Entsprechendes gilt für den Stromsteckdosenstecker, der seinerseits für elektrische Energie steht und damit ebenfalls nur eingeschränkte Kennzeichnungskraft hat. Allerdings geht die konkrete grafische Gestaltung der Widerspruchsmarke mit der ihr eigenen Verschränkung der beiden Symbole zu einer selbständigen Einheit ersichtlich über eine rein beschreibende Bildaussage hinaus und verfügt damit über einen eigenen Kennzeichnungsgehalt.
e) Unter Zugrundelegung des maßgeblichen, auf der konkreten grafischen Gestaltung beruhenden Gesamteindrucks weisen die angegriffene Marke
und die Widerspruchsmarke
verschiedene Gemeinsamkeiten auf, die eine überdurchschnittliche bildliche Ähnlichkeit und damit eine Verwechslungsgefahr gemäß § 9 Abs. 1 Nr. 2 MarkenG begründen.
Die ovalförmige Gestalt, der rechts angeordnete Stecker mit seinen nach links zeigenden Stiften sowie das Ineinandergreifen der Schwarz-Weiß- bzw. Grau-Weiß-Töne finden sich in beiden Marken. Zwar ist bei der jüngeren Marke der Buchstabe „E“ nicht so deutlich erkennbar wie bei der älteren Marke. Allerdings kann auch der graue Bereich der angegriffenen Marke unmittelbar als stilisiertes „E“ aufgefasst werden, da trotz des umlaufenden grauen Ovalrands auf der rechten Seite die charakteristischen Umrisse des Buchstabens in Fettdruck hervortreten. Selbst wenn Teile des Verkehrs die linke Seite der jüngeren Marke nicht als „E“ interpretieren sollten, so gilt es dennoch zu berücksichtigen, dass sie vergleichbar wie der linke Bereich der älteren Marke gestaltet ist. Hierbei fällt insbesondere das Halboval mit den zwei andersfarbigen parallelen Balken auf. Schließlich erinnert der rechte umlaufende Rand der angegriffenen Marke an den linken umlaufenden Rand der Widerspruchsmarke. Beide werden durch einen dunklen Ton gebildet, der sich gegenüber der weißen Darstellung im Inneren des Ovals absetzt.
Die seitlich vertauschte Invers-Darstellung reicht zur sicheren Unterscheidung nicht aus. Der angesprochene Verkehr vermag sich aus der Erinnerung heraus - auch bei erhöhter Aufmerksamkeit - regelmäßig nicht zu vergegenwärtigen, welche Bereiche einer Schwarz-Weiß- bzw. Grau-Weiß-Darstellung dunkel bzw. grau und hell gehalten sind. Nach dem bildlichen Gesamteindruck sind die Zeichen daher überdurchschnittlich ähnlich, auch wenn einbezogen wird, dass die grafische Gestaltung bei bloßen Buchstabenzeichen regelmäßig aufmerksam wahrgenommen wird (vgl. BGH GRUR 2012, 930, Rdnr. 51 - Bogner B).

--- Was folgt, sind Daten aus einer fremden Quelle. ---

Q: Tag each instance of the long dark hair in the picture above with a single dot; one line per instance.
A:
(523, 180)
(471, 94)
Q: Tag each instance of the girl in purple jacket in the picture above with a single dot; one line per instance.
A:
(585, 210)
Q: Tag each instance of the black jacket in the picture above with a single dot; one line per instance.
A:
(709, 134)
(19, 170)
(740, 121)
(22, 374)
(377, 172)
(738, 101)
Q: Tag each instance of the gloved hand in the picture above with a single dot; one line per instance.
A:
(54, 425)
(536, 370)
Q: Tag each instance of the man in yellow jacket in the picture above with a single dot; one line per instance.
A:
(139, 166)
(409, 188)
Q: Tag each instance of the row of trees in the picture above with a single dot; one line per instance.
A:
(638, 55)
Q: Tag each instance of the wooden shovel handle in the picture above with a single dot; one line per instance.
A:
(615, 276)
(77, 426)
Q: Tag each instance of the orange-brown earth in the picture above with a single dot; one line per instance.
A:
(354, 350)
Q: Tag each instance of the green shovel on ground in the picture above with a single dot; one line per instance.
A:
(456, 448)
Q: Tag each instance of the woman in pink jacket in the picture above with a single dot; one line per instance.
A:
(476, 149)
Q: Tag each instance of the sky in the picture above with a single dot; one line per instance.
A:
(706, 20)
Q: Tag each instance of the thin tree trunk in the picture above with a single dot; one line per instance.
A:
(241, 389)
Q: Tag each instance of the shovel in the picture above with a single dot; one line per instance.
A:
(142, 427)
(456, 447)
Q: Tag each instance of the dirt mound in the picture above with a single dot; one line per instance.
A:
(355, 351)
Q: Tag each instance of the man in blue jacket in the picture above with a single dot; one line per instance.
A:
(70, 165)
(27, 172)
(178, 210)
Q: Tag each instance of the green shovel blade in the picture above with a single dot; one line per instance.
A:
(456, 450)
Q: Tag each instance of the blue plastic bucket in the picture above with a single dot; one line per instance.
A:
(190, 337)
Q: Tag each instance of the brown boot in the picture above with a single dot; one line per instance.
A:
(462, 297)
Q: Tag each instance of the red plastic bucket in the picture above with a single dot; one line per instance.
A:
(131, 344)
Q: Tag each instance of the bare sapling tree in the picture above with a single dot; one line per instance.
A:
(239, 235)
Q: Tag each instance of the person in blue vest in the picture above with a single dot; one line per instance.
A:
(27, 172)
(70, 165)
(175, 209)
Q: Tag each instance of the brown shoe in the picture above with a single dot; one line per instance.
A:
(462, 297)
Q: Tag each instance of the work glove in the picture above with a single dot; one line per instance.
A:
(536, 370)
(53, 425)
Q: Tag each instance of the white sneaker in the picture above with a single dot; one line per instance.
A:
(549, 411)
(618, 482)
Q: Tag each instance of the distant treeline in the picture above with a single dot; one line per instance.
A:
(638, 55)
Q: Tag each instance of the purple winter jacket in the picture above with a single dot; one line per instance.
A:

3. Eine Kostenauferlegung aus Billigkeitsgründen zu Lasten des größtenteils unterlegenen Inhabers der angegriffenen Marke gemäß § 71 Abs. 1 Satz 1 MarkenG ist nicht veranlasst. Die bloße Tatsache des Unterliegens reicht für eine Kostenauferlegung nicht aus (vgl. Ströbele/Hacker/Thiering, a. a. O., § 71, Rdnr. 12). Die Einlegung der Beschwerde beruht auch nicht auf einem Verstoß gegen die prozessuale Sorgfalt. Obwohl verschiedene Argumente des Beschwerdeführers ersichtlich unbehelflich waren, fehlte der Beschwerde unter Berücksichtigung der vielschichtigen Frage der Ähnlichkeit der beschwerdegegenständlichen Waren und Dienstleistungen nicht jegliche Erfolgsaussicht.
Für eine Kostentragung durch die Widersprechende besteht ebenfalls keine Veranlassung, da hierfür sprechende Billigkeitsgründe nicht ersichtlich sind und auch nicht geltend gemacht wurden. Dies gilt nicht nur für die Kosten des Beschwerde-, sondern auch des Amtsverfahrens, die laut Antrag des Beschwerdeführers ebenfalls der Widersprechenden auferlegt werden sollen.
4. Der Senat konnte ohne mündliche Verhandlung entscheiden, da ein Antrag auf mündliche Verhandlung nicht gestellt wurde (§ 69 Nr. 1 MarkenG). Auch hat der Senat die Durchführung einer mündlichen Verhandlung nicht für sachdienlich erachtet (§ 69 Nr. 3 MarkenG).